Lawrence is a long way from Wall Street, but don’t think local workers can’t fall victim to battles between two corporate titans. It is beginning to look like that is what happened to the 55 employees who lost their jobs when Lawrence’s Progress Vanguard plant closed down. “It was a corporate (expletive) match,” said Wilbur Garrison, a former employee at the plant. After the Journal-World reported Monday on the closing of the plant, Garrison called in to say that employees at the plant had a different view of why the plant shut its doors. He said it didn’t have anything to do with a supposed slowdown in rail traffic, which was one of the reasons given by Progress’ corporate headquarters. Instead, Garrison said workers believe it had everything to do with the company being bought out by the Caterpillar Corp.
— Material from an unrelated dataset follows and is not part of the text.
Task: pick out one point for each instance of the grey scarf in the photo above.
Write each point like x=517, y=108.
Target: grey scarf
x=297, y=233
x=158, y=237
Here’s the deal as employees see it: The work that employees did was reconditioning a key part for locomotive engines. The locomotive engines were made by General Electric, and Progress Vanguard essentially did the equivalent of warranty work on the engines. That was a fine arrangement for a number of years, said Garrison. But when Caterpillar bought the company in 2006, the situation changed. That’s because Caterpillar and GE are battling to gain market share for the locomotive engine market, Garrison said. Garrison said workers believe GE didn’t like the idea of money going to its key competitor, so GE opened a similar maintenance facility near Kansas City International airport. That’s where the work Progress Vanguard once did is now being performed. And, of course, that is the way the business world works. But it still left Lawrence employees feeling like they got caught in the middle of something they had no control over. “It really caught us off guard,” Garrison said of the closing. “We thought with our location we were kind of a hub, and that this plant would never close.” Once it did, finding a new job at a similar salary has been difficult. Garrison said experienced technicians at the plant made about $40,000 per year. “It has been impossible,” Garrison said of finding a similar job in the Lawrence area.